#!/usr/bin/env python3
# -*- coding: utf-8 -*-
# Timestamp: "2025-10-11 23:54:07 (ywatanabe)"
# File: /home/ywatanabe/proj/scitex_repo/src/scitex/io/_load_configs.py
# ----------------------------------------
from __future__ import annotations
import os
__FILE__ = "./src/scitex/io/_load_configs.py"
__DIR__ = os.path.dirname(__FILE__)
# ----------------------------------------
from pathlib import Path
from typing import Optional, Union
from .._glob import glob
from .._utils import DotDict
from ._load import load
def _normalize_to_upper(d, file=None, path="CONFIG"):
"""Normalize every string key in a config tree to UPPER_CASE.
Walks a (possibly nested) dict/DotDict in place and renames every
string key to its ``str.upper()`` form so the loaded config is
case-stable regardless of how filenames and YAML keys were written.
Non-string keys (ints, etc.) are left untouched. Lookups on the
resulting :class:`~scitex_io._utils.DotDict` are case-insensitive
for string keys, so a YAML mapping written ``{"seizure": "red"}``
(stored as ``{"SEIZURE": "red"}``) can still be read with the
lowercase key the author wrote.
Collision fail-loud
-------------------
If two keys *inside one mapping* fold to the same UPPER form (e.g.

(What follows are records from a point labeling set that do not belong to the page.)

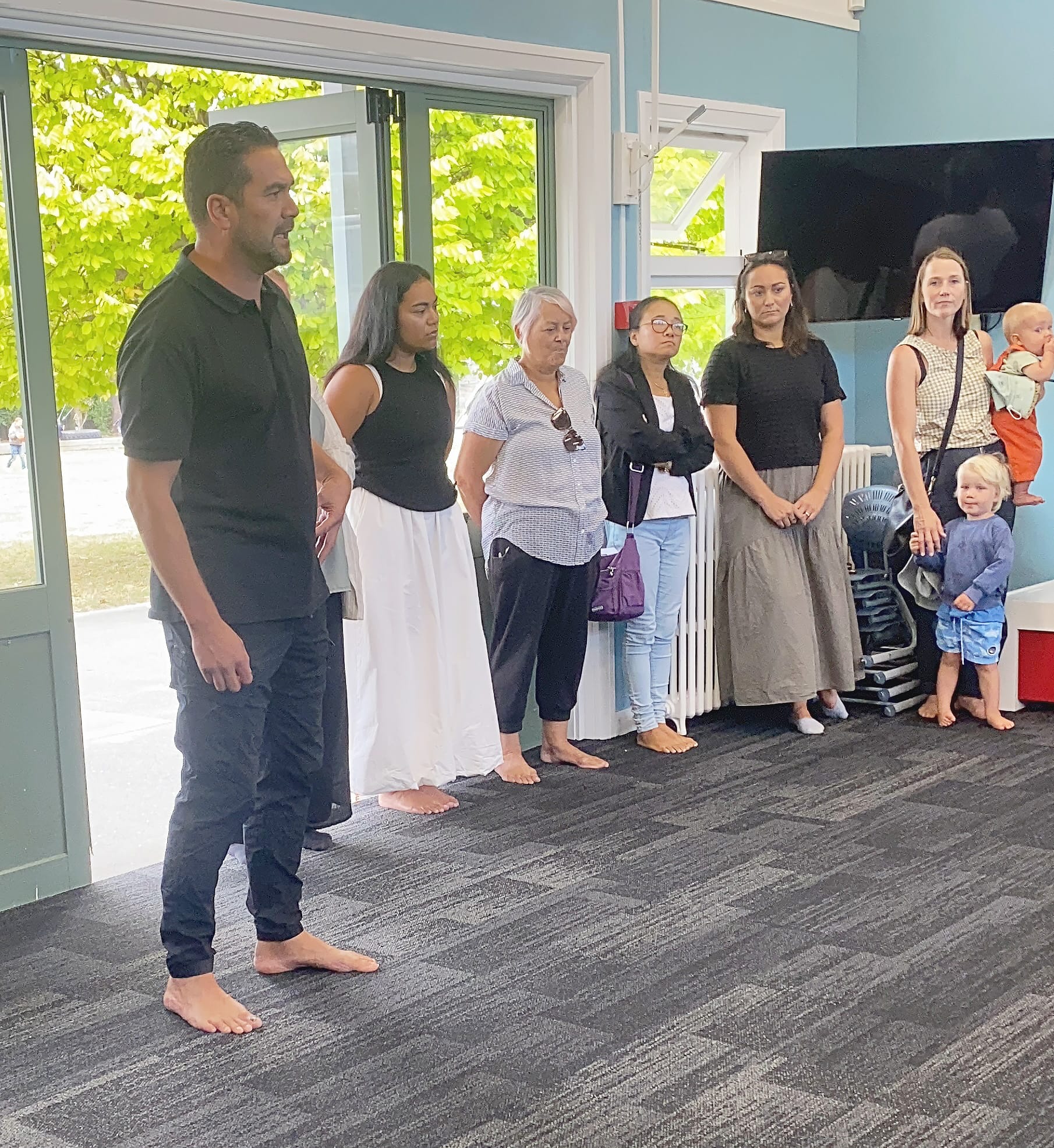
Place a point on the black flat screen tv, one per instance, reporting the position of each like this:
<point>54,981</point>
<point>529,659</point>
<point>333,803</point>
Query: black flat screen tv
<point>857,222</point>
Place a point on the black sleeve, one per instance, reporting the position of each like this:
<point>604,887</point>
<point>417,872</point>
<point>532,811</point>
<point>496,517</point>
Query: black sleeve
<point>721,377</point>
<point>155,387</point>
<point>833,390</point>
<point>620,418</point>
<point>701,446</point>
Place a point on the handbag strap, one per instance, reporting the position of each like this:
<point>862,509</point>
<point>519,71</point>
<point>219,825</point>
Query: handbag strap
<point>635,479</point>
<point>953,410</point>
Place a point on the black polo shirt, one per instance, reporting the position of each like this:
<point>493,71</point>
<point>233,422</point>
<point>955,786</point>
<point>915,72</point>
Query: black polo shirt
<point>221,385</point>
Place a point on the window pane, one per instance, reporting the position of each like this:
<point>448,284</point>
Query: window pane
<point>17,543</point>
<point>687,213</point>
<point>708,315</point>
<point>485,228</point>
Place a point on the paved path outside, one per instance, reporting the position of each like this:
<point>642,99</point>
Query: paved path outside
<point>93,481</point>
<point>129,715</point>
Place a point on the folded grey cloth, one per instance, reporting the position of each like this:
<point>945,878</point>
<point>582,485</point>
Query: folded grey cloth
<point>924,586</point>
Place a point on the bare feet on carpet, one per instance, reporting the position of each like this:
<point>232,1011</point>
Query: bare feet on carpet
<point>928,710</point>
<point>424,800</point>
<point>664,740</point>
<point>555,753</point>
<point>516,769</point>
<point>204,1006</point>
<point>308,952</point>
<point>972,707</point>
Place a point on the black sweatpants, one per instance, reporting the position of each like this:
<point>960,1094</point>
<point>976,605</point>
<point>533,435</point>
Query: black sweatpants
<point>541,614</point>
<point>248,759</point>
<point>943,501</point>
<point>333,785</point>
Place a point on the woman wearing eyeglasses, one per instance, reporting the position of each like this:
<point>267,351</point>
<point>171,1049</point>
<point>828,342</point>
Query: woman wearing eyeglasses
<point>786,626</point>
<point>529,475</point>
<point>649,422</point>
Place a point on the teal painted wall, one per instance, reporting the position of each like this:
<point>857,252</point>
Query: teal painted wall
<point>709,50</point>
<point>926,76</point>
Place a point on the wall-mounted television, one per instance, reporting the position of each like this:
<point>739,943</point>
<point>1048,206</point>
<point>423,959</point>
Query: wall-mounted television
<point>857,222</point>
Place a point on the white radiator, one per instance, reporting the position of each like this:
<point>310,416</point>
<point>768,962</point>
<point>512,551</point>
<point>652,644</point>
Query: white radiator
<point>694,681</point>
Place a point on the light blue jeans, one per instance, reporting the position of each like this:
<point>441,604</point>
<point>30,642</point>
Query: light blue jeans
<point>664,547</point>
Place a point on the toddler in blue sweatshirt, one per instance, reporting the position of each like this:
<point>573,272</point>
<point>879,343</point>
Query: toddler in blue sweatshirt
<point>975,559</point>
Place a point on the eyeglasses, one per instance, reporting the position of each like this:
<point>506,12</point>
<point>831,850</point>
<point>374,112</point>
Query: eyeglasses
<point>762,256</point>
<point>660,325</point>
<point>572,440</point>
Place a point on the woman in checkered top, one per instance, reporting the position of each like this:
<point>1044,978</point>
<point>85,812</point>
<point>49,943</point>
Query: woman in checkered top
<point>920,387</point>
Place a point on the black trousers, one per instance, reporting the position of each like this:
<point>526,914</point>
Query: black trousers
<point>943,501</point>
<point>248,759</point>
<point>541,614</point>
<point>333,783</point>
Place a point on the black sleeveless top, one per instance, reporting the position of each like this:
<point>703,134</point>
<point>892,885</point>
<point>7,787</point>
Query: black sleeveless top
<point>399,449</point>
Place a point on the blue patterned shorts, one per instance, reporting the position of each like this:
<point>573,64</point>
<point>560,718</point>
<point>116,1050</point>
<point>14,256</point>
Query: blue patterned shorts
<point>975,638</point>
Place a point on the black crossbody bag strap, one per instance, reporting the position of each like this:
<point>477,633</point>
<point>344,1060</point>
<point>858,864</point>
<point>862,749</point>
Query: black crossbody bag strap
<point>953,410</point>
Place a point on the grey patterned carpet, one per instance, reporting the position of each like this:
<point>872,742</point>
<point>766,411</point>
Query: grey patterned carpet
<point>774,942</point>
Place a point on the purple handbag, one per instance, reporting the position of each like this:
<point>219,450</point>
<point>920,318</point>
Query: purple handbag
<point>619,596</point>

literally both ``"seizure"`` and ``"SEIZURE"``, or a ``MODEL.yaml``
next to a ``model.yaml`` whose stems collide), this raises a loud
:class:`ValueError` naming the source file, the mapping path, and
both offending keys. The collision is detected here, at load time —
never silently merged, dropped, or deferred to a lookup-time
surprise.
Parameters
----------
d : dict | DotDict
Mapping to normalise in place.
file : str | None
Source YAML stem for error messages. ``None`` at the top level,
where the keys are themselves filename stems; in that case a
collision message names the config directory rather than a file.
path : str
Dotted mapping path used in error messages (e.g.
``CONFIG.SEIZURE.STR2COLOR``).
"""
if not isinstance(d, (dict, DotDict)):
return d
by_upper: dict[str, list[str]] = {}
for k in list(d.keys()):
if isinstance(k, str):
by_upper.setdefault(k.upper(), []).append(k)

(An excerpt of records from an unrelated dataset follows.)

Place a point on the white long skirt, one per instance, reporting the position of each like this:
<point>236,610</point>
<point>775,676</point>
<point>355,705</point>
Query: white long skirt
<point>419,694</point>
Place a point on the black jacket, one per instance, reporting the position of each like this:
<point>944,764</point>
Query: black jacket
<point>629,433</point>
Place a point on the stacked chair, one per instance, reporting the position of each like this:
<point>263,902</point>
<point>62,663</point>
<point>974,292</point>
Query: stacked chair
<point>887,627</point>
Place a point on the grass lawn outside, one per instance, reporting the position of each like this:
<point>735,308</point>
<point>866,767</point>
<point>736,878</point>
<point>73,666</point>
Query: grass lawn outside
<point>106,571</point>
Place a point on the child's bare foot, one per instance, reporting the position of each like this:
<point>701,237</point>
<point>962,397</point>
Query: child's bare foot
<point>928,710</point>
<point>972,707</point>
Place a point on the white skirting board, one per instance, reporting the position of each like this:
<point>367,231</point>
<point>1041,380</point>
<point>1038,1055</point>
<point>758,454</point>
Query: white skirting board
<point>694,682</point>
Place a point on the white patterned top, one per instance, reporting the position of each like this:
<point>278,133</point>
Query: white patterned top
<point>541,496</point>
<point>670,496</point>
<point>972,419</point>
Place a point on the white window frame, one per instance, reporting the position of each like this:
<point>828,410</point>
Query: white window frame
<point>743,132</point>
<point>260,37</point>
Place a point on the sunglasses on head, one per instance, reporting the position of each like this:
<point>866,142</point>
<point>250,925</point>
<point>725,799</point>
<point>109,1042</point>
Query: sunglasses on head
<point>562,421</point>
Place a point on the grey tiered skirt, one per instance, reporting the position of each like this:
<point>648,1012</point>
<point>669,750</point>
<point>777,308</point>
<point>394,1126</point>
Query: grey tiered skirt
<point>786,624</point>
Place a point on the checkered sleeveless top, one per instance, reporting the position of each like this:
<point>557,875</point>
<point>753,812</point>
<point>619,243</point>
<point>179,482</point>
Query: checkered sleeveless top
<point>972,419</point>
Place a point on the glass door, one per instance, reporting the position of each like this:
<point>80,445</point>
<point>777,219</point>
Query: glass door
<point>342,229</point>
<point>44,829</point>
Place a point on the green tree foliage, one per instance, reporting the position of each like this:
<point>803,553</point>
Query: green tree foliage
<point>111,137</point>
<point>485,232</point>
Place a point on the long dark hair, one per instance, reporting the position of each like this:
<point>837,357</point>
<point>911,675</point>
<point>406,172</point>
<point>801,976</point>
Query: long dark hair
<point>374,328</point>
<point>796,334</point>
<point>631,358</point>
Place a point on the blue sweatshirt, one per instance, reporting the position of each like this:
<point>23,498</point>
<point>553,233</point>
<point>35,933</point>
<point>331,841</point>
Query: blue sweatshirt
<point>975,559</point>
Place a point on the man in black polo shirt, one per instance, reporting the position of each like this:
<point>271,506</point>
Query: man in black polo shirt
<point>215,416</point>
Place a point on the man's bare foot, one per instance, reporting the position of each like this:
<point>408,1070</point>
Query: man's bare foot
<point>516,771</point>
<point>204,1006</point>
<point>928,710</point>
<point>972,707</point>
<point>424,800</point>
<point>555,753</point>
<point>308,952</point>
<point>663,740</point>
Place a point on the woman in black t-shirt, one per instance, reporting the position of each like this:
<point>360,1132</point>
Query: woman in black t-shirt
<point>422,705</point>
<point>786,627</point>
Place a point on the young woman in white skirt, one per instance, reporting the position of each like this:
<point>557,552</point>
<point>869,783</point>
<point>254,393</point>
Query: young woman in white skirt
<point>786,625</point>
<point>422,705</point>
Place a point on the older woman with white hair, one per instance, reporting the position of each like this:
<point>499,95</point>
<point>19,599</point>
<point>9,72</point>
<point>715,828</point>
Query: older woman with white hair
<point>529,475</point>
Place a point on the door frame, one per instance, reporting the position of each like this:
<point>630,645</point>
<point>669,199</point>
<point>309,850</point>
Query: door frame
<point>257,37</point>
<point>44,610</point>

# Track the original (pre-normalisation) string key behind each UPPER
# form so the recursion can name children by the stem the author
# actually wrote (``m.yaml`` → file 'm', not the folded 'M').
upper_to_original: dict[str, str] = {}
for upper, variants in by_upper.items():
if len(variants) > 1:
where = f"file {file!r}" if file is not None else "the config directory"
a, b = variants[0], variants[1]
raise ValueError(
f"load_configs: case collision in {where} at mapping "
f"{path!r}: keys {a!r} and {b!r} both normalise to "
f"{upper!r}. Rename one of them so the loaded config has "
f"unambiguous UPPER_CASE keys."
)
(only,) = variants
upper_to_original[upper] = only
if only != upper:
d[upper] = d.pop(only)
for k, v in list(d.items()):
if isinstance(v, (dict, DotDict)):
# At the top level, each key is a filename stem; descend with
# the ORIGINAL stem (what the author named the file) as the
# source-file context for nested collisions.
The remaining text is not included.